一方検出工程では、増幅工程で増幅処理された増幅用容器10内の生体試料であるDNA増幅液を検出用容器20へ移し替える作業を行う。そして、増幅用容器10と切り離して検出用容器20のみを分析装置に設置し、DNA増幅液の検出処理を行う。検出用容器20は、この分析装置で使用可能な形状を有する。例えば、容量が2〜3mL程度の略円筒形状を有する。開口部は、口径が増幅用容器10と比較して大きい12〜13mm程度に成形され、増幅用容器10の開口部と相互に嵌合可能な形状に形成される。また、検出用容器20の外側面には、内部に収容される生体試料に関する情報を所定の規格に従ってコード化したバーコードが印刷(記録)された記録媒体であるバーコードラベル23が貼付される。例えば、全血検体を提供した被験者の識別ID等がバーコードに記録される。

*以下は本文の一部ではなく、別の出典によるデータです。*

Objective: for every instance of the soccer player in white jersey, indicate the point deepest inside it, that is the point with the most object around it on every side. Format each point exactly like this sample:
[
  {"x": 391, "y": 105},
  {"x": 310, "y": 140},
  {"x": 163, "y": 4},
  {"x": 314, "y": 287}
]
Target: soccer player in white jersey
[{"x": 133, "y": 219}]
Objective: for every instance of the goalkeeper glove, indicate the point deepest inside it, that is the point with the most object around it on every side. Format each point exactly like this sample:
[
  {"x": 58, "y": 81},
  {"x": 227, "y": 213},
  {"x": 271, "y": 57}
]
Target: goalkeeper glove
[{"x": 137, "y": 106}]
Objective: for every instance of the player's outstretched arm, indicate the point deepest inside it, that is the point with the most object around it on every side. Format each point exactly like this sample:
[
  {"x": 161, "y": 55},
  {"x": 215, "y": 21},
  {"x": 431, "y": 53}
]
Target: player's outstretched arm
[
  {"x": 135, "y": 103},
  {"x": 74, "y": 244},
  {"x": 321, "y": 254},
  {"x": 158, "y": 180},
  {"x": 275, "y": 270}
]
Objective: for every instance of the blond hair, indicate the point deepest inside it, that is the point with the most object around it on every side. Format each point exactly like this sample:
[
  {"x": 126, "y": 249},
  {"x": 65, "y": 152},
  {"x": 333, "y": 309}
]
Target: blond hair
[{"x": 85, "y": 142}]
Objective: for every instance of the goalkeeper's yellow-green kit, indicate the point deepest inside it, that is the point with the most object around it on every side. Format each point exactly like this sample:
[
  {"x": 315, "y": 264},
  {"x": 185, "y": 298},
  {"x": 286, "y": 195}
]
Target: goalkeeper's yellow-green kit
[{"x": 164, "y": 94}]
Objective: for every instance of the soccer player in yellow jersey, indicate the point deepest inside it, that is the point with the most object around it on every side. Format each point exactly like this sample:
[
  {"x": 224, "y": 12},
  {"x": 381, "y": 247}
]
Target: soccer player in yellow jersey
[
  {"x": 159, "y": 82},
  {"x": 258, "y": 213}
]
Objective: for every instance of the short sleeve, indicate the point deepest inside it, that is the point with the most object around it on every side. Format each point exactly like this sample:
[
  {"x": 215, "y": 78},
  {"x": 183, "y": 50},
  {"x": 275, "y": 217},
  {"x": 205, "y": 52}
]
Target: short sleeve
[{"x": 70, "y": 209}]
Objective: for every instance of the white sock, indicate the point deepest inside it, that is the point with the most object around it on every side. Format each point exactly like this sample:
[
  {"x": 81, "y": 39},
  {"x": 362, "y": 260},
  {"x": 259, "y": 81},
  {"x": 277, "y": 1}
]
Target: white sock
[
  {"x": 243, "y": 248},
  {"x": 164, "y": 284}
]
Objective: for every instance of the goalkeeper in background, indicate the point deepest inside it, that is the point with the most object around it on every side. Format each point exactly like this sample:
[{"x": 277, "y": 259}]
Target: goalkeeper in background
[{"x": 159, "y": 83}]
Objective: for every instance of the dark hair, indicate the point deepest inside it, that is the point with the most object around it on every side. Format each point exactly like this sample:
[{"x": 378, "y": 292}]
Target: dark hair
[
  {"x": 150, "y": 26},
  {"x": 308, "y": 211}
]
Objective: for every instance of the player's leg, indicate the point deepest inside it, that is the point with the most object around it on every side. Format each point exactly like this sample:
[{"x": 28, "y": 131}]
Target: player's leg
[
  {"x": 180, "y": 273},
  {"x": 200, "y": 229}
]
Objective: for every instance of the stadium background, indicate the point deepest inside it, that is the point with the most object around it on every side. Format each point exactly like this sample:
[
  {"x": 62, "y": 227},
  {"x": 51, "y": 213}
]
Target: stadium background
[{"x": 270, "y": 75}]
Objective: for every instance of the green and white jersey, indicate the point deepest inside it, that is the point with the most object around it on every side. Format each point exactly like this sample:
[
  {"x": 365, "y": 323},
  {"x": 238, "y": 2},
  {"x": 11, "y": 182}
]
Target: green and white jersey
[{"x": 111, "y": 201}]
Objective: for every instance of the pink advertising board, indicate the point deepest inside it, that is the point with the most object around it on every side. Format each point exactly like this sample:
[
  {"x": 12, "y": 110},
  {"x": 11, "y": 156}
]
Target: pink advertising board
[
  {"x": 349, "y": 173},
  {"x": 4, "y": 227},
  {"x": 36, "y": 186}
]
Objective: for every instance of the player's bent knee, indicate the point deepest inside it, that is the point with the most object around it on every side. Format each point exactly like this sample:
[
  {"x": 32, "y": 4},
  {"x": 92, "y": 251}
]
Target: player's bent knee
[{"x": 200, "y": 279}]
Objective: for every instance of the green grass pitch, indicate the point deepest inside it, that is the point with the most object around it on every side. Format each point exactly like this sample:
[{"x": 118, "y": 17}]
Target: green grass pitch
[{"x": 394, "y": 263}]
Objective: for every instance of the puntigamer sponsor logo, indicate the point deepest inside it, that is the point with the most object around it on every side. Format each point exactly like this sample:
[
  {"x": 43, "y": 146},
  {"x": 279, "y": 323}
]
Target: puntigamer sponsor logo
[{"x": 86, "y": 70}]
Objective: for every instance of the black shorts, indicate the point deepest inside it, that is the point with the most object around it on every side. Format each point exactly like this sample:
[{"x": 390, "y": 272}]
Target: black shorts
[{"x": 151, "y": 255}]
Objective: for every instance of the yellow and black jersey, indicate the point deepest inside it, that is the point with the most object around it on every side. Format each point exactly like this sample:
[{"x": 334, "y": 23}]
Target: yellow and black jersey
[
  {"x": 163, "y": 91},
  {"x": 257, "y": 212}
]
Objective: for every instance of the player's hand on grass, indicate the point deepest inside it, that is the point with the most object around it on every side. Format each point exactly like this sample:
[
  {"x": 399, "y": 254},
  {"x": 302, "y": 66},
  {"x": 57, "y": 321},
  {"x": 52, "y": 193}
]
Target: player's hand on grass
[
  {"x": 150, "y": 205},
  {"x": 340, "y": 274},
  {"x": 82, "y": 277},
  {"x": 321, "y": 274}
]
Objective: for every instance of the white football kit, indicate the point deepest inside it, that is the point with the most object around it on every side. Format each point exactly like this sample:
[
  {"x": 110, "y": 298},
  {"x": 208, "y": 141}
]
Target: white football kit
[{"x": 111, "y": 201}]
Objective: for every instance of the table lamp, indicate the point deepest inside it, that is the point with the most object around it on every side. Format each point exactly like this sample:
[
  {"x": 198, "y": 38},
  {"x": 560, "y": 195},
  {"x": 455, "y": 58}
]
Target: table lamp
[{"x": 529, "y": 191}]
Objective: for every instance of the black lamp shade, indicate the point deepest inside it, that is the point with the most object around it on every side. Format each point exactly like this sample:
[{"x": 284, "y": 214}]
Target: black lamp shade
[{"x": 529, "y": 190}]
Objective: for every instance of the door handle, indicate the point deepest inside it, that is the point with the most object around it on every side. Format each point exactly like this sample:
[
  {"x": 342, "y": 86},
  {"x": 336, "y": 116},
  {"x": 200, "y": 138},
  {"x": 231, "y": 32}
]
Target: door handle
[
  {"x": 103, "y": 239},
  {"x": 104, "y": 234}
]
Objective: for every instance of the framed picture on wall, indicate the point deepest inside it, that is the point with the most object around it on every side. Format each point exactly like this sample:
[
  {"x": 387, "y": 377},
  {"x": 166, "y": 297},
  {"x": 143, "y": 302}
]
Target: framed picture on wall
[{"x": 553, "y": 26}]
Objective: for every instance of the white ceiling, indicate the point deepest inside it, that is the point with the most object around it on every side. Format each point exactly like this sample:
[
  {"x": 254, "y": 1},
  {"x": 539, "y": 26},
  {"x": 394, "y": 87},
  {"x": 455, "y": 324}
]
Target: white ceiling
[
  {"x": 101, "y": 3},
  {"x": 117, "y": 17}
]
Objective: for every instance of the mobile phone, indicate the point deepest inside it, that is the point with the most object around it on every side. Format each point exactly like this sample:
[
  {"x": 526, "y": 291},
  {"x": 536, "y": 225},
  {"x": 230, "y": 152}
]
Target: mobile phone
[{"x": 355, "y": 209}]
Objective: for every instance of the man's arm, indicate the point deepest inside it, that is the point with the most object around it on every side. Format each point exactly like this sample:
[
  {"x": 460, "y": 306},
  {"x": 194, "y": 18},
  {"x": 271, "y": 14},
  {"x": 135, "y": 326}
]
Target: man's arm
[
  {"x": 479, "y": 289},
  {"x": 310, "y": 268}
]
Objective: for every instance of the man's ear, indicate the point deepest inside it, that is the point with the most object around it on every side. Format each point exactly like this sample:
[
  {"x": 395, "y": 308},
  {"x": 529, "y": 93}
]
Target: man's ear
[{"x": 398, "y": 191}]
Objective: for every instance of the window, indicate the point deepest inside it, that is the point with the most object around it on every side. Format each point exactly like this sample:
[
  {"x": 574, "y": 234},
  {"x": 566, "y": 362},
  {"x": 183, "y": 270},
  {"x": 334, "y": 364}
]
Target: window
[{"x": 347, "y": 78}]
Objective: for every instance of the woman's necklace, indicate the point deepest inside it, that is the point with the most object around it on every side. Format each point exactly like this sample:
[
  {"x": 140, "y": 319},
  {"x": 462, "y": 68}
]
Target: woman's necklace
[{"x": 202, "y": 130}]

On the other hand, in the detection step, an operation of transferring the DNA amplification solution, which is a biological sample in the
この遺伝子検出検査用容器1は、例えば遺伝子検出検査用の検査キットとして提供される。すなわち、予め増幅用容器10には増幅用試薬15が、検出用容器20には希釈液25がそれぞれ適当量注入されており、増幅用容器10はキャップ11によって密封され、検出用容器20はキャップ21によって密封されている。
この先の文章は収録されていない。